The UK’s Environment Agency (EA) is looking to solve a pollution problem that has killed a stretch of the river Rother in Derbyshire.
Water contaminated with tar is leaking from a lagoon at a derelict coking works into the river at Wingerworth and, according to the EA, has killed all river life up to Chesterfield.
The culprit is the derelict Avenue Coking Works at Wingerworth. The former works took coal and removed tar and other contaminants to create clean coke for fuel. Once extracted, this waste was pumped to a lagoon where it was left to drain into groundwater. The operators of the site had permission to discharge to the river.
‘The site closed in 1992 but the lagoon still exists,’ says Jill Credland, one of the heads of the EA’s environmental protection team that is responsible for water and waste regulation in the river Rother and Chesterfield area. ‘This has been leaking and is largely responsible for devastating the river Rother, which is now dead from Wingerworth to the centre of Chesterfield.’

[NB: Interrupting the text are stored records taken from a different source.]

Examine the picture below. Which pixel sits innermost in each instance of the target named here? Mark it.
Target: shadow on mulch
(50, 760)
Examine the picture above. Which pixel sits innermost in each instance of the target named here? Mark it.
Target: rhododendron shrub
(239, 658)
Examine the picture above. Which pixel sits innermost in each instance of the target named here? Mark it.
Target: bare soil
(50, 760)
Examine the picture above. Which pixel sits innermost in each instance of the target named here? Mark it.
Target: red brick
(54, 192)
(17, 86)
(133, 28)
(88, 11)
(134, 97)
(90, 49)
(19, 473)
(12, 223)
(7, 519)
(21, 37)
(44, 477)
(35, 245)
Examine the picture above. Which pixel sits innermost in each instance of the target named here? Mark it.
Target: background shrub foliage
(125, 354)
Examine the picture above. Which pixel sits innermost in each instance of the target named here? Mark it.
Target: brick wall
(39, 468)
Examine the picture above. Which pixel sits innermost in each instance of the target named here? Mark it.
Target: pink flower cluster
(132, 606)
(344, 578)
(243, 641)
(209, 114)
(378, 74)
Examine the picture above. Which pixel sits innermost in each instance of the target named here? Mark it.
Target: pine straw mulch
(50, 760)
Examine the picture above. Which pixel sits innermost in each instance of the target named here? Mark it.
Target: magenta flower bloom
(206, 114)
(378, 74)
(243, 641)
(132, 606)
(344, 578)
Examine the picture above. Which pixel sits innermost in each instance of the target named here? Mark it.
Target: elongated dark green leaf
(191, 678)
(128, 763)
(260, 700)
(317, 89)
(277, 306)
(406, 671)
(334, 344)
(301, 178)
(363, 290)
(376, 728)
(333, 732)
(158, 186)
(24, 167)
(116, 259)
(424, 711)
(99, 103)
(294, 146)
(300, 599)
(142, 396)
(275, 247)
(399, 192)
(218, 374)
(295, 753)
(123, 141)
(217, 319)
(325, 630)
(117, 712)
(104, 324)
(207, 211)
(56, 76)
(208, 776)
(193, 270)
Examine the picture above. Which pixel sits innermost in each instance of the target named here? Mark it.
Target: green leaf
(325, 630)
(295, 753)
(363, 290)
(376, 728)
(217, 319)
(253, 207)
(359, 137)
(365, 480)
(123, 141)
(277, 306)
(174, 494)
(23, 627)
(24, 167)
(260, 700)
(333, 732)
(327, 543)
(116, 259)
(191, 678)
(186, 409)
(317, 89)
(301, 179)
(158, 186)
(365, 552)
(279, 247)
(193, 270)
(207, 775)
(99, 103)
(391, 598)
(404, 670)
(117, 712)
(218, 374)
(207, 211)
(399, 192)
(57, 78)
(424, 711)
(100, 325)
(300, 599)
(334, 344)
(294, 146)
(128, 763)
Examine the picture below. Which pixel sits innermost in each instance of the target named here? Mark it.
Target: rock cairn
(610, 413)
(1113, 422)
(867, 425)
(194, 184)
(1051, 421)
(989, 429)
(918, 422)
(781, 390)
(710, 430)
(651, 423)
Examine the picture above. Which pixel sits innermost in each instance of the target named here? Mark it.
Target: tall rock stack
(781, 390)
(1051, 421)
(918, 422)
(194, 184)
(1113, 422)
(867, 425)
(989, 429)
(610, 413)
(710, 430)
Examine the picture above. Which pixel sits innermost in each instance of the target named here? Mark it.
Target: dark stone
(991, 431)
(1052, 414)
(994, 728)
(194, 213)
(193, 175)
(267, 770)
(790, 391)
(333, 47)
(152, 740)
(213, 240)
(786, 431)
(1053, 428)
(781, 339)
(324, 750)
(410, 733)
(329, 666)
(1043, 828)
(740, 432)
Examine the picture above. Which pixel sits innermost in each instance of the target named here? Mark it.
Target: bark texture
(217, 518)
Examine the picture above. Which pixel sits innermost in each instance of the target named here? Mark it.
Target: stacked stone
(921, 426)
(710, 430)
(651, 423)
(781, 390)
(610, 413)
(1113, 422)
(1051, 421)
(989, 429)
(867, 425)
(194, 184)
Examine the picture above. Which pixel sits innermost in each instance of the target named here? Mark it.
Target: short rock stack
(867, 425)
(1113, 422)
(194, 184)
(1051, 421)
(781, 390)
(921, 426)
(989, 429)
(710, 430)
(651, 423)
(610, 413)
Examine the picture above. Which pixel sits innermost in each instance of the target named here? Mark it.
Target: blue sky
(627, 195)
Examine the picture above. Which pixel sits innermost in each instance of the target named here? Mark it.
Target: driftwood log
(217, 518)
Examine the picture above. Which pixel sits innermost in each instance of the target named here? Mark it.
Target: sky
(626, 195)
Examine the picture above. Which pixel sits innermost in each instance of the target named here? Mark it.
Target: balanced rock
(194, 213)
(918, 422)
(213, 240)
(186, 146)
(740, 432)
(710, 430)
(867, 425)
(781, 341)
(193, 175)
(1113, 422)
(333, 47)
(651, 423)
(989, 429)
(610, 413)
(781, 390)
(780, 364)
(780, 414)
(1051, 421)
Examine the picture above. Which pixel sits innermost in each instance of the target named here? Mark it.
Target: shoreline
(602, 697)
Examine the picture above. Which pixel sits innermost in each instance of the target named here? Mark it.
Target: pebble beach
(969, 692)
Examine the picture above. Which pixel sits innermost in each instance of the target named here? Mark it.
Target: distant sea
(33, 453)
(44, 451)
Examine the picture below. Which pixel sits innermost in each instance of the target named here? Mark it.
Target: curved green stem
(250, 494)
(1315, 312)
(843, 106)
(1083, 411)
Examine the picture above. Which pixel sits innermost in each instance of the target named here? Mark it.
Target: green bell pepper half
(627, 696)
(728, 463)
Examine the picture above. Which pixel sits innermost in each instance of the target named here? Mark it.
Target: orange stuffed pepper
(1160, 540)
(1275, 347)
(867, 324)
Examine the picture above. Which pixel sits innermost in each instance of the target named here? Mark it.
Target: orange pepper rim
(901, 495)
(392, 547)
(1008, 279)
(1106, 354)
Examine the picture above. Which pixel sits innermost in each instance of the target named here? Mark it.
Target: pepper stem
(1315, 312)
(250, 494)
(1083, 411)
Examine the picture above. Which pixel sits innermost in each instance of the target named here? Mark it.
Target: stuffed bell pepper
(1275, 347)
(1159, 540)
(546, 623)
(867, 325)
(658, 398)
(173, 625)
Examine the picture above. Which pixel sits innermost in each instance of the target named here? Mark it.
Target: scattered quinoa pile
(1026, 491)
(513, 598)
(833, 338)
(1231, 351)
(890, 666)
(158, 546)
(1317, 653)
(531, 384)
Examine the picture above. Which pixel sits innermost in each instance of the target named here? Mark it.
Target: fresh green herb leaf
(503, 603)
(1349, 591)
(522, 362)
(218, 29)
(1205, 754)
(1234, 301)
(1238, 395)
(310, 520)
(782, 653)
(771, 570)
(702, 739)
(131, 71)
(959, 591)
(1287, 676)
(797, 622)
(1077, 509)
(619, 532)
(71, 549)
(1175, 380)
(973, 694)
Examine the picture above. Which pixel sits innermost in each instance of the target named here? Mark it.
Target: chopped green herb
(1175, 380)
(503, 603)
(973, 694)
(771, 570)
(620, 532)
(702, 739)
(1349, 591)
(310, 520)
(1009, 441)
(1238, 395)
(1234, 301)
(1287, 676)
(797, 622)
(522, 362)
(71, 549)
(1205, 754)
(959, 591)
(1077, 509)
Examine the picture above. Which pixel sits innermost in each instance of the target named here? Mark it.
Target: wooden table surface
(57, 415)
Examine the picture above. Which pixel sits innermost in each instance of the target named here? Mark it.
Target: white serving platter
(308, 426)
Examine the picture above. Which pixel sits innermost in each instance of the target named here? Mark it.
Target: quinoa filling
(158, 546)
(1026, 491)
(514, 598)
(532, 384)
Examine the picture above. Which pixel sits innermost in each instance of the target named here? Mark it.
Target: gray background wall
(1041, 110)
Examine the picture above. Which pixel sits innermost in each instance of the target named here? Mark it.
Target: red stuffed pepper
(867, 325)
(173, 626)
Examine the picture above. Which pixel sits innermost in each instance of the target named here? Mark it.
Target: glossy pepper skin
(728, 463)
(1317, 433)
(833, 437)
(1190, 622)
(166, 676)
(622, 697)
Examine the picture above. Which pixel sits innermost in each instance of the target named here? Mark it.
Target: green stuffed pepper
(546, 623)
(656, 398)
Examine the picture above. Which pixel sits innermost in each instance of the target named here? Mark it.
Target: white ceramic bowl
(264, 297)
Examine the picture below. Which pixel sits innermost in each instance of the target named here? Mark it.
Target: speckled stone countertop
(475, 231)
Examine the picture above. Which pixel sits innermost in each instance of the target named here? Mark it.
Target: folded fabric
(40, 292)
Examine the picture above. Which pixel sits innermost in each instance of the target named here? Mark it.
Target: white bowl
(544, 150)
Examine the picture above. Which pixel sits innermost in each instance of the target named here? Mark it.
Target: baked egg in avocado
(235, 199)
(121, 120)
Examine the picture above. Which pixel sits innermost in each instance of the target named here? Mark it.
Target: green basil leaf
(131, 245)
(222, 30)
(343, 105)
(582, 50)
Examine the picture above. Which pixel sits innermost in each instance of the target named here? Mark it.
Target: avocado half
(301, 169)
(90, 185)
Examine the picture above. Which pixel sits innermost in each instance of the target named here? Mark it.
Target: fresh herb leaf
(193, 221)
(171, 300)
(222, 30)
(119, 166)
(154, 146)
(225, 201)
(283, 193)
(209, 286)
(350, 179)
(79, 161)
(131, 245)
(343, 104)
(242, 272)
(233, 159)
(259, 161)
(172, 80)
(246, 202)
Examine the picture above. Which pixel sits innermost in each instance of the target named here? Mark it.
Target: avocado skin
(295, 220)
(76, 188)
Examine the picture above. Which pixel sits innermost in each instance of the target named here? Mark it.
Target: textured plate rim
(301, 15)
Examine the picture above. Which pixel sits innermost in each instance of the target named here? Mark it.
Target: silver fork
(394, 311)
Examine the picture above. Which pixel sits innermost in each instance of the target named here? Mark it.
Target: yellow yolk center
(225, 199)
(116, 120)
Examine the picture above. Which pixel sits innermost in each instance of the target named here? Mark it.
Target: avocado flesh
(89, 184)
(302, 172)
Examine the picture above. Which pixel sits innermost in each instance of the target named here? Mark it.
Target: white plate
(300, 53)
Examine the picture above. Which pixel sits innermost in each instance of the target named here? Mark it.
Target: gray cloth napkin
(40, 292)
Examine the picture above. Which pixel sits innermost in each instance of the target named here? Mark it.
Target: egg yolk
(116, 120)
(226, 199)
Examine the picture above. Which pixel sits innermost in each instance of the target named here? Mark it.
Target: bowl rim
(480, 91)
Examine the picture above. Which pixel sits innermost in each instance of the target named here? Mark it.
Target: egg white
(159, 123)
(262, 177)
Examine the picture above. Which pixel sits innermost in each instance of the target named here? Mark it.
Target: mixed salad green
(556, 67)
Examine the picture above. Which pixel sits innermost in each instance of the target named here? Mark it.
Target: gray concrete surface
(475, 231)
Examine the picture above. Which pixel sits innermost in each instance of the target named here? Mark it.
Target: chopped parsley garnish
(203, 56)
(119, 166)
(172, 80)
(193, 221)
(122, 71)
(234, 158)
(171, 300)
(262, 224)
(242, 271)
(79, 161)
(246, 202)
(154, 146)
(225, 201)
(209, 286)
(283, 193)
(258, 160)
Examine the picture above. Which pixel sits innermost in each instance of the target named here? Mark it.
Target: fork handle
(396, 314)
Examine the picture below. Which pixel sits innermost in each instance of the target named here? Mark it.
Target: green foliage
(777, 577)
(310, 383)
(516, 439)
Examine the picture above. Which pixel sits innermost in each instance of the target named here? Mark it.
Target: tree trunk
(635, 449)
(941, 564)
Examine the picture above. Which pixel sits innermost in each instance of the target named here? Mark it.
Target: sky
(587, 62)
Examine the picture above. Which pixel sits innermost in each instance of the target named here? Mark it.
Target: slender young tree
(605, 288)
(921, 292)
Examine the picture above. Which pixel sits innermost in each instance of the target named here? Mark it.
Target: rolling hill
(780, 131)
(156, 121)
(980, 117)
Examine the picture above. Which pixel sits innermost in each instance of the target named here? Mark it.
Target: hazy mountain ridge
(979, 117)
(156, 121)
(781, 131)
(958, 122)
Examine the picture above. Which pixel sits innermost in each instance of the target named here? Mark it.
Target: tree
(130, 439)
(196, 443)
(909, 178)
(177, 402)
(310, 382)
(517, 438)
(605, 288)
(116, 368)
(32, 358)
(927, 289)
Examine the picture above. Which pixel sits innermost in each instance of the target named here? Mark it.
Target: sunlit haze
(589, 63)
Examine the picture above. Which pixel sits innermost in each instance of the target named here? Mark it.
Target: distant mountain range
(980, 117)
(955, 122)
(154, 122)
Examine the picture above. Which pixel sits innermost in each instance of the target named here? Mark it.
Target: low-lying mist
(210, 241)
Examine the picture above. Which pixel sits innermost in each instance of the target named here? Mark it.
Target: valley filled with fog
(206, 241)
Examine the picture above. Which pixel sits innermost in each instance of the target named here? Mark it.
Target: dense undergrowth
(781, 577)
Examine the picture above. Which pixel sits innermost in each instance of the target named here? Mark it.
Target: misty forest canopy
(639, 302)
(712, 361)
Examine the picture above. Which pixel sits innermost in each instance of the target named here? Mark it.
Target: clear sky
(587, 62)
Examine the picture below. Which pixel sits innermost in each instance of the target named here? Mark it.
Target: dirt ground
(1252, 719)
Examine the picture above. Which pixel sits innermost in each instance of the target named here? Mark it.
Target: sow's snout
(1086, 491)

A massive clean-up operation was launched on the site last year by the East Midlands Development Agency. The project will stabilise the walls of the 80,000m3 lagoon by building a half-height towbund made from crushed bricks. This will prevent catastrophic failure but it will not stop the slow seepage of contaminants that are reaching the river through the layers of gravel and soil below the lagoon.
‘Some of the seepage is being intercepted at certain points and pumped back into the lagoon,’ says environmental protection officer Mark Hutchinson. ‘This has been quite effective: after heavy rain there used to be a layer of effervescence clearly visible on the surface of the river, you don’t get that anymore.’ But this is not a long-term solution to the problem.
Dr A Penman, chairman of icold‘s Mine and Industry Tailing Dams committee, says that polluted lagoons are frequently contained by the construction of a deep trench around the perimeter, which is backfilled with a slurry comprising bentonite, sand and cement. ‘For extra impermeability, this can be complemented with a PVC barrier,’ he adds, ‘although this is a tricky business as the PVC is mounted on large frames which have to be lowered separately into the trench without any gaps between them.’
‘A trench will protect the river but it won’t stop the vertical migration of contaminants,’ says John Smithson, condition manager at Allot and Lomax, the main contractor involved in the cleanup project. Smithson says that the most effective solution will be to remove the lagoon entirely. ‘We need to investigate the lagoon thoroughly before deciding what to do with it. It’s a mixture of solids and liquids, and we need to find out what the proportions are before we decide how to remove it.’
If the lagoon contains mostly liquid material, it will be pumped to a treatment area on site. The technology available for this process is being assessed in laboratory trials at the moment. The operation is likely to last four to five years.